[dns-operations] Who Ignores TTLs ?

Roy Arends roy at dnss.ec
Mon Feb 21 16:22:46 UTC 2011


On Feb 17, 2011, at 2:01 AM, Simon Lyall wrote:

> I keep seeing a persistent complaint that some DNS caching operators ignore TTLs or otherwise keep records for longer than the TTL would indicate.
> 
> I suspect this might be an urban legend since most DNS caching software doesn't even offer this as an option last time I checked.
> 
> Does anybody actually do this? Because it keep being brought up by some peopel as to why things like GSLB don't work.

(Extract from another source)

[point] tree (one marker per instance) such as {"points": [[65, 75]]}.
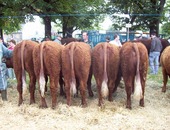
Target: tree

At Nominet, we see various forms of TTL ignorance, independent of load balancing via DNS . A few of them:

1) TTL is approximate

The bulk of caching resolvers will adhere to TTL, but not the exact value. Mostly, we see resolvers come back slightly before TTL expires. Don't know the exact error rate yet, will have to investigate. 

2) Incredible bursts

We very often see a massive amount of request from a single address, for a single domain name. Sometimes 200-300 queries within a few hundred milliseconds (with an average delta of 3 milliseconds between queries). The load vaporizes as soon as the resolver receives the first response we send. This is not a DDoS, and normally, this will be hidden in the noise and thunder of the regular load. 

3) Disproportionate NXDOMAIN load.

Due to caches capping negative caching to a few minutes (independent of a higher ttl in the SOA), we see a disproportionate query rate for names that do not exist. In theory, there are many more names that do not exist compared to those that do exist, however in practice (tested in november 2009) using one day of query-load on a single nameserver, the set of queries for unique existing names is larger than the set of queries for unique non-existing names. The reason I mention it here is that caches can be configure to override negative TTL.

So, either due to cache optimization, misconfiguration, bad implementations or implementation override, caches appear not to adhere to TTL.